# Recommended modifications for my Masterbuilt XL Propane smoker?



## nova1404 (Jan 22, 2019)

I just purchased my first smoker.  I have been using my Weber Charcoal grill as a smoker, but it was time up the ante.  Any recommendations are appreciated, thank you.


----------



## Alpha Suerte (Jan 22, 2019)

Here's a post to get you started: https://www.smokingmeatforums.com/threads/masterbuilt-xl-propane-smoker-first-cook-and-mods.165066/


----------



## SmokinVOLfan (Jan 22, 2019)

I don’t have that model so maybe someone that does can chime in and help but I do have a smoke vault propane rig and haven’t had to do any mods to it. A lot of people recommend a needle valve but I haven’t seen a need for it on my end.

Post some cooks on that new rig good luck!


----------



## solman (Jan 23, 2019)

the list of mods is pretty simple:
- gasket around door to prevent smoke leaks
- ditch the oem chip pan, and use a cast iron skillet or an aluminum pan
- add wheels to the bottom legs
- add reflectix insulation around the outside to help retain heat
- plug up some of the burner holes so that you can maintain larger flames (to help prevent flame blowout) but lower heat (e.g. for jerky)
- inline needle valve to help fine tune propane flow (lots of people use a high pressure regulator/needle valve combo, but the masterbuilt comes with a low pressure burner, so that's not an ideal setup.)

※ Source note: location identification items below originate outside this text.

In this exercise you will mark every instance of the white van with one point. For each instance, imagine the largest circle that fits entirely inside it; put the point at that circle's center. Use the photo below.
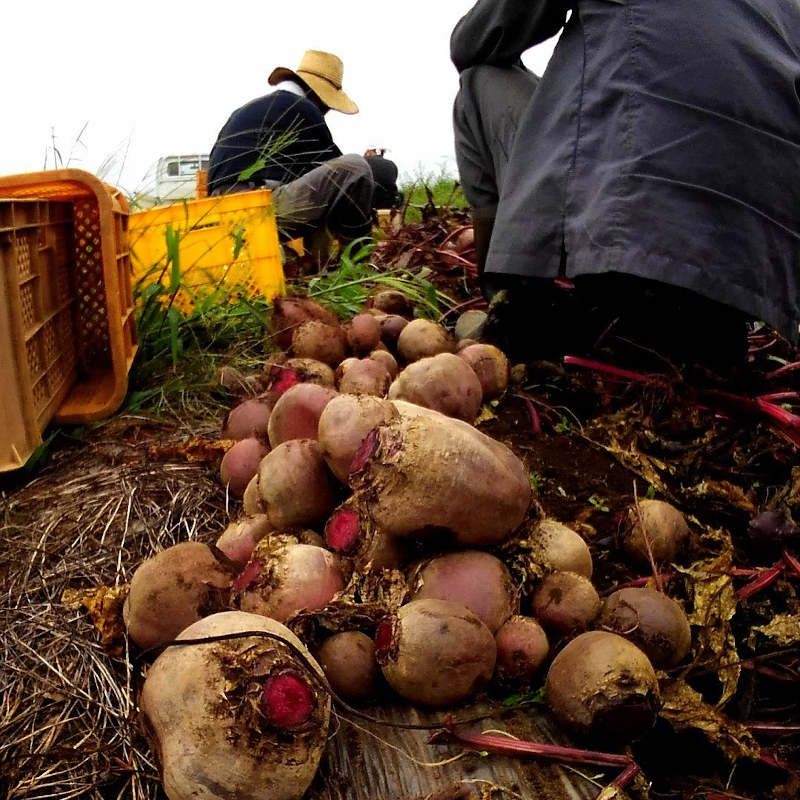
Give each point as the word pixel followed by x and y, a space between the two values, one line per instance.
pixel 176 177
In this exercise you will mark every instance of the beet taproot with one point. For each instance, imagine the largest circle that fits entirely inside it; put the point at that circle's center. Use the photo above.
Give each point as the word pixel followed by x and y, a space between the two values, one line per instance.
pixel 252 503
pixel 558 548
pixel 173 589
pixel 363 333
pixel 428 474
pixel 566 603
pixel 443 383
pixel 349 533
pixel 365 376
pixel 290 312
pixel 387 359
pixel 476 580
pixel 422 338
pixel 490 365
pixel 603 686
pixel 282 578
pixel 248 420
pixel 240 464
pixel 345 423
pixel 435 653
pixel 348 661
pixel 391 328
pixel 297 412
pixel 522 648
pixel 319 341
pixel 391 301
pixel 244 717
pixel 655 527
pixel 654 622
pixel 239 539
pixel 295 484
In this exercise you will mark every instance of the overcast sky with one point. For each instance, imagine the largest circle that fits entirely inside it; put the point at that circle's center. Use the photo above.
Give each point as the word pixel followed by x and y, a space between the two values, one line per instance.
pixel 144 79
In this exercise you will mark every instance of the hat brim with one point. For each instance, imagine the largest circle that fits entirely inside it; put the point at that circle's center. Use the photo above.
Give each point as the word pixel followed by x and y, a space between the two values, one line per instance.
pixel 332 97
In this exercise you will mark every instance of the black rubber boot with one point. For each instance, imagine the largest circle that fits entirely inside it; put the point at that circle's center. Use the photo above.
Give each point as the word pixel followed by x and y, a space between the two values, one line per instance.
pixel 483 225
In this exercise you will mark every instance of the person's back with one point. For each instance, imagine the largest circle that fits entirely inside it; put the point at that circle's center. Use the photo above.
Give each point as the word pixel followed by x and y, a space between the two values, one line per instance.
pixel 662 142
pixel 278 137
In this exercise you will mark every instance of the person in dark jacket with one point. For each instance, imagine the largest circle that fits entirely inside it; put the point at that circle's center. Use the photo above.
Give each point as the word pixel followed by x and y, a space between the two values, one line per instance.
pixel 653 169
pixel 280 141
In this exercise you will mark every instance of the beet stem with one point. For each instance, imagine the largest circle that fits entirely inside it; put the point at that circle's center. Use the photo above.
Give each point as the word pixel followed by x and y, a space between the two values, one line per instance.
pixel 767 578
pixel 287 700
pixel 792 564
pixel 783 370
pixel 568 755
pixel 779 414
pixel 536 422
pixel 772 728
pixel 650 558
pixel 638 582
pixel 609 370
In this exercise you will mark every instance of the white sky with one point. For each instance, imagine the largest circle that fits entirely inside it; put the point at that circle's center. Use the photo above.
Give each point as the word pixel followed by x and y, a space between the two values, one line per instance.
pixel 149 79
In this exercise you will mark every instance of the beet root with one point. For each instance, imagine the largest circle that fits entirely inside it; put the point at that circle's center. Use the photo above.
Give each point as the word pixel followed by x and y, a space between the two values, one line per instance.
pixel 281 579
pixel 652 621
pixel 326 343
pixel 252 504
pixel 658 528
pixel 173 589
pixel 295 484
pixel 604 686
pixel 345 423
pixel 566 603
pixel 490 365
pixel 391 328
pixel 476 580
pixel 297 412
pixel 561 549
pixel 387 359
pixel 300 370
pixel 248 420
pixel 522 648
pixel 289 313
pixel 363 333
pixel 240 464
pixel 239 539
pixel 435 653
pixel 349 533
pixel 443 383
pixel 429 474
pixel 366 376
pixel 209 740
pixel 422 338
pixel 348 661
pixel 391 301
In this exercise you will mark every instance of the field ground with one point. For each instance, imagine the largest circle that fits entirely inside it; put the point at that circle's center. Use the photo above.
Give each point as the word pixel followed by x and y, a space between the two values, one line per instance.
pixel 102 498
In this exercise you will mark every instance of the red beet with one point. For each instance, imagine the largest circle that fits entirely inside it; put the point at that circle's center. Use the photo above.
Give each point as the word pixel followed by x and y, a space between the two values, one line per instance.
pixel 240 464
pixel 566 603
pixel 297 412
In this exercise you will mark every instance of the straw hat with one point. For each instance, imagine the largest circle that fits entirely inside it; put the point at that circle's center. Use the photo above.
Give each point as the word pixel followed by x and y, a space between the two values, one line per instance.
pixel 323 74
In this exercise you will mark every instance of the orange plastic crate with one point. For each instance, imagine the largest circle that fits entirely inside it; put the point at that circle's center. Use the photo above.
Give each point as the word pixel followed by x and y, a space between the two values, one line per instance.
pixel 67 329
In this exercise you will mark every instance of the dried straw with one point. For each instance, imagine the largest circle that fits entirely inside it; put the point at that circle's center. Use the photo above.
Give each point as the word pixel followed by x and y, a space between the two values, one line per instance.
pixel 67 722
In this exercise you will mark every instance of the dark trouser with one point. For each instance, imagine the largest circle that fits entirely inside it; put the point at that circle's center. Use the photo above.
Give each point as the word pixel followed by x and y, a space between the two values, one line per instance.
pixel 543 320
pixel 336 195
pixel 486 113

best thing is to search the propane forum for the mod you're interested in doing. you can also step it up a notch and add a PID controller and safety shut off. they seem daunting at first, but they're super easy to add once you think it through.


----------



## nova1404 (Jan 23, 2019)

Thank you Solman, I will work on some of these things.  Definitely going to add wheels!


----------